5. How much of storytelling is about having a great story versus finding a way to connect with your audience? Which is more important?

The most bulletproof, killer story can fall flat if the person telling it can't connect with the audience. That said, you can still connect to an audience even if you are nervous, sweating, and stuttering. We've seen it! Showing vulnerability is hard and people recognize it when they see it. Having a great story is huge, but it's not essential. Out of six stories in a show, we might have one or two stories that are absolutely off-the-hook in themselves, but most of the storytelling works overall because the storyteller is an engaging person being genuinely who they really are.

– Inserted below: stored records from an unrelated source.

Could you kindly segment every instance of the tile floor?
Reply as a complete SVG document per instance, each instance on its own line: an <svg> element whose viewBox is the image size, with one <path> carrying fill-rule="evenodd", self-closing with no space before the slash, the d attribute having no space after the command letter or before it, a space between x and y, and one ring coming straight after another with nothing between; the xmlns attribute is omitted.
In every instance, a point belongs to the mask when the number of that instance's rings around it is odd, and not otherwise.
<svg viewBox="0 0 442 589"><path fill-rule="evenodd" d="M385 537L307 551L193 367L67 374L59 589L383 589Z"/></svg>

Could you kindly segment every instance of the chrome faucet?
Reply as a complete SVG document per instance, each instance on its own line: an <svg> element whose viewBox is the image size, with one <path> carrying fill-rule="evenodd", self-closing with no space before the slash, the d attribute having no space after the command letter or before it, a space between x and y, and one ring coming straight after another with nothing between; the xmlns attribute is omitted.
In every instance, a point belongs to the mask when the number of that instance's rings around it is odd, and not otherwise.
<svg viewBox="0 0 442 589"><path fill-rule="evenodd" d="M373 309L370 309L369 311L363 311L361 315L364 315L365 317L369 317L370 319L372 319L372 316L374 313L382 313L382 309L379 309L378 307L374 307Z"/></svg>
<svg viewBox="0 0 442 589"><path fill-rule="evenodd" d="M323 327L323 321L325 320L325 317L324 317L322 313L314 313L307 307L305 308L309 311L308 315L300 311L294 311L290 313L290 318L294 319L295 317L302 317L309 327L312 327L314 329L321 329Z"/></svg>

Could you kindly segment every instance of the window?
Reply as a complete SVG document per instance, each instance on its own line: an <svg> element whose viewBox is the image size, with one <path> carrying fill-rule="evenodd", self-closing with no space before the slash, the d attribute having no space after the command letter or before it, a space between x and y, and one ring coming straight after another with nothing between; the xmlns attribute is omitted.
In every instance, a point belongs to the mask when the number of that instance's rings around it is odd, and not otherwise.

6. What is the most memorable storytelling experience you have had personally, or seen someone else have on stage? What made it so impactful?

Some of our favorites are the one-offs—the people who come to tell the best story they have and the one they were really burning to tell. We've had a Jonestown survivor talk about getting out before the mass suicide, an alcoholic talk about why alcohol truly feels like medicine to him, and a Chinese dissident discuss government surveillance. There are always plenty of funny stories, but it’s the heavy ones that stick with you. That goes back to the vulnerability thing. It's so brave. Those of us listening feel privileged that they chose to share something so personal with us.

7. What do you have planned for us at Greenhouse Open?

We are presenting three of our favorite storytellers who will talk about jobs they have had. We don't want to spoil anything, but we've picked people who are funny and poignant and live their lives with a real sense of adventure. They'll definitely illustrate some of the points we've talked about here—about how opening up and being honest and detailed is essential for helping a story connect with an audience. And if it's anything like our regular shows, it will get everyone in the audience thinking about their own personal (and company!) stories—that’s our goal!